PRIMEIRO PLANO
Nietzsche, Freud, Marx
por Paulo Tunhas, Publicado em 21 de Abril de 2010
Freud e Nietzsche são autores incompatíveis com os costumes contemporâneos, que buscam a uniformização de tudo
Nos meados da década de 70 do século passado, um adolescente que pretendesse penetrar os arcanos da política, do sexo e da moral ia quase fatalmente parar a Marx, Freud e Nietzsche. Ou então a derivados, como Reich ou Marcuse - Bataille e Debord para espíritos mais sofisticados. Não pretendo que o resultado fosse esplêndido; muito pelo contrário. Saía dali uma salada próxima da ininteligibilidade, mas que possuía, estranhamente, alguma coerência. Lembro-me de um amigo trotskista, expondo a sua filosofia da história sob forma resumida, declarar em público que os proletários praticavam o acto por necessidade enquanto os burgueses o faziam por prazer. Havia, portanto, que elevar a condição do proletariado ao apropriado patamar do êxtase erótico. A célebre passagem do "reino da necessidade" para o "reino da liberdade" adquiria deste modo uma inesperada justificação fisiológica.
Dei comigo, aos quase 50 anos, a tentar perceber a compatibilidade destes autores com os tempos que vivemos. Marx, sem dúvida, um Marx simplificado, está ainda presente. Não me refiro à estapafúrdia presunção da sua actualidade por causa da "crise do capitalismo", mas ao modo como uma maneira de pensar falaz, por oposições primitivas, fornece ainda, se bem que despida já das roupagens da inevitabilidade histórica da sociedade sem classes, uma ilusão de inteligibilidade do mundo. Mas, tanto quanto me é dado ver, o mesmo não se pode dizer de Freud ou de Nietzsche.
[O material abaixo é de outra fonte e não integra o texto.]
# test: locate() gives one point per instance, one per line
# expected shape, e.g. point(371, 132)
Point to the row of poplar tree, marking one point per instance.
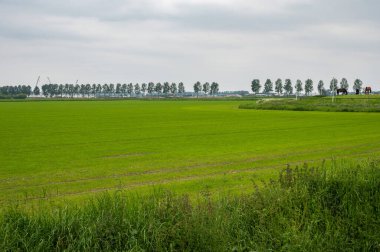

Freud é incompatível com os tempos presentes por descrever muito minuciosamente, indo do óbvio ao discutível, a perversidade que faz parte de toda a sexualidade. Claro que um pensamento deste tipo se encontra nos antípodas da contemporânea normalização de tudo, porque explicitamente põe em causa a bondade intrínseca do desejo e dá a ver abismos que são para essa normalização inaceitáveis. Nietzsche é igualmente impalatável para esta sociedade, e por razões muito próximas. A crítica da "moral judaico-cristã" levou, é claro, a que, à sombra do seu génio, se dissessem as maiores barbaridades. Mas a coisa sempre guardou, apesar de tudo, a marca de um desprezo aristocrático e justo pelo rançoso dos costumes. Nos dias que correm, o ranço - um ranço com pretensões higiénicas - e o ressentimento estão, sempre em nome da virtude, muito bem representados por quem se senta na bancada adversa à Igreja, que- rendo-a idêntica ao século a todo o custo. E nada de Nietzsche resta aí.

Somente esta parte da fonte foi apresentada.